The book opens with a look at the beginnings of Scandinavian crime fiction, and the influence of Maj Sjöwall and Per Wahlöö and other early writers on the genre. The following chapters then assess the two great writers Henning Mankell and Steig Larsson and how they led the way for many of their contemporaries and began the craze for Nordic Noir. There is plenty of food for thought here. Camilla Lackberg, for example, has a significant following but has never quite reached the popularity of say, Jo Nesbo. Forshaw comes up with some convincing explanations for this, not least the intimate setting of Fjallbacka which, although harks back to Christie’s St Mary’s Mead, doesn’t have the international feel of Nesbo’s books. Nesbo himself dominates the Norway chapter, although there are also plenty of other writers discussed, including the excellent Anne Holt and Thomas Enger.
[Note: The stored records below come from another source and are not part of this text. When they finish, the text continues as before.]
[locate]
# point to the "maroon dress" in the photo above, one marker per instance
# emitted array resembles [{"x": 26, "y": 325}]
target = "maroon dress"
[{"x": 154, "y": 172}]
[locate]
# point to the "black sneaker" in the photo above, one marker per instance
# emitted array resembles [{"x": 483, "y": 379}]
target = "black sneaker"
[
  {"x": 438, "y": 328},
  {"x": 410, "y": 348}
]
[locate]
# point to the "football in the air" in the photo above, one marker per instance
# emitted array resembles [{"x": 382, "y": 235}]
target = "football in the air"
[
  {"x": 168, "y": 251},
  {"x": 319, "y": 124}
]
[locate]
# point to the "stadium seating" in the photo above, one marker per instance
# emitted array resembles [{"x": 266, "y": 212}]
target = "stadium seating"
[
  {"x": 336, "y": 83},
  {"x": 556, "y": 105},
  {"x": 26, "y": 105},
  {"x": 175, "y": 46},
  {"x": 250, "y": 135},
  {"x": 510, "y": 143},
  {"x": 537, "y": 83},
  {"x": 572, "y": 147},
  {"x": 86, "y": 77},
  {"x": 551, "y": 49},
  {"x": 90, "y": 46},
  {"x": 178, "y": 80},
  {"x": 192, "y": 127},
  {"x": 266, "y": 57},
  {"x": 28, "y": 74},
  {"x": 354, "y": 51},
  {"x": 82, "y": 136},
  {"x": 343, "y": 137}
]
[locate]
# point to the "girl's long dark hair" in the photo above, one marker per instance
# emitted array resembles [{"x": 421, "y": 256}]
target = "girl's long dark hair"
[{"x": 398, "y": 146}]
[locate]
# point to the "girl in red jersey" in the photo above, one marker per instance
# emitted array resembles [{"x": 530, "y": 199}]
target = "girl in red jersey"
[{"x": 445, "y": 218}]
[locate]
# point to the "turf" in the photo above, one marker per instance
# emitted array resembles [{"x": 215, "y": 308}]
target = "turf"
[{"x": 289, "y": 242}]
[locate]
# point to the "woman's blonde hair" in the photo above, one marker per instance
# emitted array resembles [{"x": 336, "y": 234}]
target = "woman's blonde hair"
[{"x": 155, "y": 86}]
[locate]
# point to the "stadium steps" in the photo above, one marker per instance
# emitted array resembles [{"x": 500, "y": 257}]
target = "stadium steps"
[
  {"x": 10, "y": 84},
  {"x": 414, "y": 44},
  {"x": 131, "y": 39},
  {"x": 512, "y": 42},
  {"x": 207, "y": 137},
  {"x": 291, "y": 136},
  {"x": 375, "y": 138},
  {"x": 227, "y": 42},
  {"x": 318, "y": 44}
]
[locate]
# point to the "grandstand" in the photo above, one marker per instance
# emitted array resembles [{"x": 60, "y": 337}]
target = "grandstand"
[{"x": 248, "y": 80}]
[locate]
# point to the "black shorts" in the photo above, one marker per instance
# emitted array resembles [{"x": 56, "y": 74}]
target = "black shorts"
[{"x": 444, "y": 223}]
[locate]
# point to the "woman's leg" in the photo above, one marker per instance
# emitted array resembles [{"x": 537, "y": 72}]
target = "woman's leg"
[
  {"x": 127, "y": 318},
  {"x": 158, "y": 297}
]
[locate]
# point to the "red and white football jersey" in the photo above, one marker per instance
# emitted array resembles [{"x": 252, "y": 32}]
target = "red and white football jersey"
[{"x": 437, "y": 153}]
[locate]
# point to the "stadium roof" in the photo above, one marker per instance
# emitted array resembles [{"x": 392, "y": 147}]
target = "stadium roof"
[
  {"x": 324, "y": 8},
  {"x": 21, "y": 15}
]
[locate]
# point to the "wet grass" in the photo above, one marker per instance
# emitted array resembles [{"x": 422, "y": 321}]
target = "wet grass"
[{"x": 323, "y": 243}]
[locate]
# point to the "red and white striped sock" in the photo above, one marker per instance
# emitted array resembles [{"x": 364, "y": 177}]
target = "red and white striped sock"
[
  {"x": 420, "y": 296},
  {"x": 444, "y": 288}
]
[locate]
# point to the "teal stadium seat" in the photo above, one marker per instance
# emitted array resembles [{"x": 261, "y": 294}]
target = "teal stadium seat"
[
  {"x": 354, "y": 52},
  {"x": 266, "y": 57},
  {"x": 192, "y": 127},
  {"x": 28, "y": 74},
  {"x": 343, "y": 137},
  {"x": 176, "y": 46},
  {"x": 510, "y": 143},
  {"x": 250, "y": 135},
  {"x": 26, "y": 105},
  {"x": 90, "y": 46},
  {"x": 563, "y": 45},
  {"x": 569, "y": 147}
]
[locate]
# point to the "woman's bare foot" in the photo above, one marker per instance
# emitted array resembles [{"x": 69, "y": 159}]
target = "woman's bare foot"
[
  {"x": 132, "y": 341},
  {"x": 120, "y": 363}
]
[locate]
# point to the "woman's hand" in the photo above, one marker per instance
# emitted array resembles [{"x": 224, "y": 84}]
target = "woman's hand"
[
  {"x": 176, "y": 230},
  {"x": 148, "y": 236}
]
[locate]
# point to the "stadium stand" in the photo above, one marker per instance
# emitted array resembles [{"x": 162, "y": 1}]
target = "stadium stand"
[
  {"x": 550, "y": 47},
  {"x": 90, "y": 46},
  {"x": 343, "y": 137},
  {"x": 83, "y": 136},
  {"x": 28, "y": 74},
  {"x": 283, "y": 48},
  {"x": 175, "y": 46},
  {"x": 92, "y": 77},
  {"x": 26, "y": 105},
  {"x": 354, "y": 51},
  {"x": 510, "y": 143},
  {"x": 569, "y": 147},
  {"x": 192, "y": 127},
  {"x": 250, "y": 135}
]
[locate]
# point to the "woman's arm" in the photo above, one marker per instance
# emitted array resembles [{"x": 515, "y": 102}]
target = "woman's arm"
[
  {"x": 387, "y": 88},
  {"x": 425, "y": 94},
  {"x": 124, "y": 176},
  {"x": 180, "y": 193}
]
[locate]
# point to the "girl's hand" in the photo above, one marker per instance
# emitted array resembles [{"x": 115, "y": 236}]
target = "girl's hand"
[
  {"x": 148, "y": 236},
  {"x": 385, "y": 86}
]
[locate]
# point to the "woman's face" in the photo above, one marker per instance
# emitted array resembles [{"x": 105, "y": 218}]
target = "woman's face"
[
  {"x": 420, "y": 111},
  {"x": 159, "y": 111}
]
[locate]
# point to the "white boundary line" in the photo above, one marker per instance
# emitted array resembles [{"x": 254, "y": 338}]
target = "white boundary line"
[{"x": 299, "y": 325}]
The chapters on the other Nordic countries Iceland, Finland and Denmark were particularly interesting as I’m less familiar with some of the writers and you get a strong sense of both the personality of the authors and the essence of their works. The latter part of the book assesses the impact of  Nordic Noir in TV and Film and identifies some emerging writers to look out for which will provide a useful point of reference in the future.

For a short book (around 160 pages) this packs a lot in and shows Forshaw’s knowledge of the subject. His interviews with many of the authors form the basis of the book and there are some amusing anecdotes and asides, including an interview with Henning Mankell who spots mice in an upmarket hotel in central London. But you also get a sense of the author’s preferences and his views on the merits of different writers. So there is plenty to delight fans of Nordic Noir and also those who want an informative but succinct introduction to the genre.